One of my early Minimum Viable Products (MVPs) in the founding of CloudHealth Technologies was to test the value proposition of cloud cost optimization. I needed to validate two critical assumptions to my product idea: (1) I could drive a meaningful reduction in cloud costs for customers, and (2) there existed a repeatable process for doing this. By this point in 2012 I had already gained extensive experience doing #1 for my previous employer, a fast growing startup where I was responsible for driving an AWS bill from $350K+ per month to $180K. But what I didn’t know was how generally applicable my experiences were to other customers.
As a technologist, my instincts were to spend a few weeks to write a software MVP that could provide cost recommendations. But the more I defined the software requirements, the more I realized how much I didn’t know about the problem. E.g. What questions did I need to ask customers about their cloud usage? What did I need access to from cloud providers in order to get the data required to drive insights? What format should I use for presenting the recommendations?
It didn’t take long before I finally got around to asking the question I should have started with: what is the real M in my MVP? As much as I like to say that Eric Ries’s Lean Startup is just the marketing version of Steven Blank’s The Four Steps to the Epiphany, his book definitely had an impact on me. While the Four Steps helped reveal the secrets that had eluded me around managing product development risk through continuous customer engagement, Lean Startup gave me the inspiration of real world examples. For example there is the story of Drew Houston, the founder of Dropbox.

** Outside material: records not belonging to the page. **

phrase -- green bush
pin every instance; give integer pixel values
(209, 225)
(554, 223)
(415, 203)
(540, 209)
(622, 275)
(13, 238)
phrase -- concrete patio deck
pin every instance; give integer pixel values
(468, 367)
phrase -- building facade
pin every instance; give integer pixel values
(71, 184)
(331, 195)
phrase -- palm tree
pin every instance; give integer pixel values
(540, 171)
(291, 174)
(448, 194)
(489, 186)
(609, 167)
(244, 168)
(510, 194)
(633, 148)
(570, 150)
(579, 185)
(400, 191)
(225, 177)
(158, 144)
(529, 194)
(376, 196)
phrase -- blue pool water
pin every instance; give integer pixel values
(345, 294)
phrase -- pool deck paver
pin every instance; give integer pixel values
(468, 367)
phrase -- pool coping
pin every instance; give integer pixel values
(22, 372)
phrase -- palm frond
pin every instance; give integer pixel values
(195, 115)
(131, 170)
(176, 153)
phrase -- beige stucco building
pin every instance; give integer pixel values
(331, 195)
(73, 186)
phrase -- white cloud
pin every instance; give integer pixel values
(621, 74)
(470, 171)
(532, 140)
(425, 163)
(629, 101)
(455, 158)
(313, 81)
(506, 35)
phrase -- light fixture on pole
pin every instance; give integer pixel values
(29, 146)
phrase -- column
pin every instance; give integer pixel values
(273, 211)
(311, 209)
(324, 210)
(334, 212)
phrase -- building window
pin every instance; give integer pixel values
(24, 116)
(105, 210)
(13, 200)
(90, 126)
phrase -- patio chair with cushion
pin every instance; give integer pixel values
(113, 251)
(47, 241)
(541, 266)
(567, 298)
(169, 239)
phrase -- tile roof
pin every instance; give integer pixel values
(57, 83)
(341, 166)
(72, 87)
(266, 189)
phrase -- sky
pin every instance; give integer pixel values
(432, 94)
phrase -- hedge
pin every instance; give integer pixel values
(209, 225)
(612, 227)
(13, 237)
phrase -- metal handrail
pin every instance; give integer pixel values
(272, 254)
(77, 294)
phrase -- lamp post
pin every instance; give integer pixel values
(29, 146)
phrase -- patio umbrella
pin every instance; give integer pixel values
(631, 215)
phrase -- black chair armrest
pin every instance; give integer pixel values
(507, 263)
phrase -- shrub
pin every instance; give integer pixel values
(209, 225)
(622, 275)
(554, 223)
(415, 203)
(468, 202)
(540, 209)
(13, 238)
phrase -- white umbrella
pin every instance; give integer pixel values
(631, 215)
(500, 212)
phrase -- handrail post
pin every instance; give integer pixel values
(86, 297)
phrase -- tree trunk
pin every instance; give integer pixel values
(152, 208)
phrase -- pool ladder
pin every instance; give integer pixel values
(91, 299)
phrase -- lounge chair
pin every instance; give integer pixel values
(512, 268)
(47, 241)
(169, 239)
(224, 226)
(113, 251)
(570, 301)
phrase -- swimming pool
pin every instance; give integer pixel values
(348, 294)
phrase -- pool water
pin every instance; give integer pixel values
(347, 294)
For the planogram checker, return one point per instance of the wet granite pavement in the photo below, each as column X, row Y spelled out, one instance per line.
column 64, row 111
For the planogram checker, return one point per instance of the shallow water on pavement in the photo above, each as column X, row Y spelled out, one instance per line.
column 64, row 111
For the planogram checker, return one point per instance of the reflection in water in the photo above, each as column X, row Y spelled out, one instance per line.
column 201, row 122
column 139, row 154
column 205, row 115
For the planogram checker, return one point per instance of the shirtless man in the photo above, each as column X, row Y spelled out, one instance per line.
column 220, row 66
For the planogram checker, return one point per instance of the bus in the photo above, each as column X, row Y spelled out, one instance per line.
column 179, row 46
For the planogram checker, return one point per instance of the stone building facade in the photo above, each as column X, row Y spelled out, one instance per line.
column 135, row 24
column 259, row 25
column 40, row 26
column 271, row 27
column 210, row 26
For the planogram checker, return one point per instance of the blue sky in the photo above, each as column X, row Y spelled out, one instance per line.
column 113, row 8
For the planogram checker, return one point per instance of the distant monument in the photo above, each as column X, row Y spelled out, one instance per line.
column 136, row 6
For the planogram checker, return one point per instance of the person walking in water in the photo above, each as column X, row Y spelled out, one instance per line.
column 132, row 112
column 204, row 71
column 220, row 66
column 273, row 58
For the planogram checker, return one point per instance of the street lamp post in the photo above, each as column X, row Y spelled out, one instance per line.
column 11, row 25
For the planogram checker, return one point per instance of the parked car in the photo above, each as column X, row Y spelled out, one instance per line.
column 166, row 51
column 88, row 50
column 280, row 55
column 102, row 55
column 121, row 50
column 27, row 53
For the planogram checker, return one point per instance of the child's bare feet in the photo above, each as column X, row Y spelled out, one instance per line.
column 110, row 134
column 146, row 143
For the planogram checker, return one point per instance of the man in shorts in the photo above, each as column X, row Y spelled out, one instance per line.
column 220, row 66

When Drew was testing his critical assumption - that a superior user experience in file sharing was a game changer - he didn’t bother to invest in the costly and time intensive effort to build a software MVP. Instead Drew mocked up a simple demo and asked customers to join his beta. The result: clear and compelling validation of the demand for an easy to use file sharing service.
Over the next day I pivoted from a software MVP to a much simpler idea: me as a service. My new MVP would engage five companies in a white glove concierge service to optimize their costs. I would work directly with the person who owned the cloud costs - often the VP of engineering or CTO - to understand their challenges and make recommendations. I didn’t even bother to figure out exactly what tools and technologies I would use to derive recommendations, trusting instead that like Bill O’Reilly, I would “do it live.”
The end result was one of my more successful Lean experiments in the formation of my startup. I provided a valuable service to a handful of Boston-based technology companies, validated my two critical assumptions, and learned a tremendous amount about cloud cost optimization - all in less than two weeks. While much of my work was done using spreadsheets, I did find myself writing software scripts to help along the way. These scripts were the beginning of what would eventually become my software product.
Entrepreneurs and product leaders have a natural instinct to over-engineer their MVPs. In their goal to get to the software solution they know needs to be built, they too often forget that gaining validated learning by the fastest and least expensive route should be their singular mission. Sometimes, the M in MVP is not much more than the basics of validated learning: you, a customer and a problem.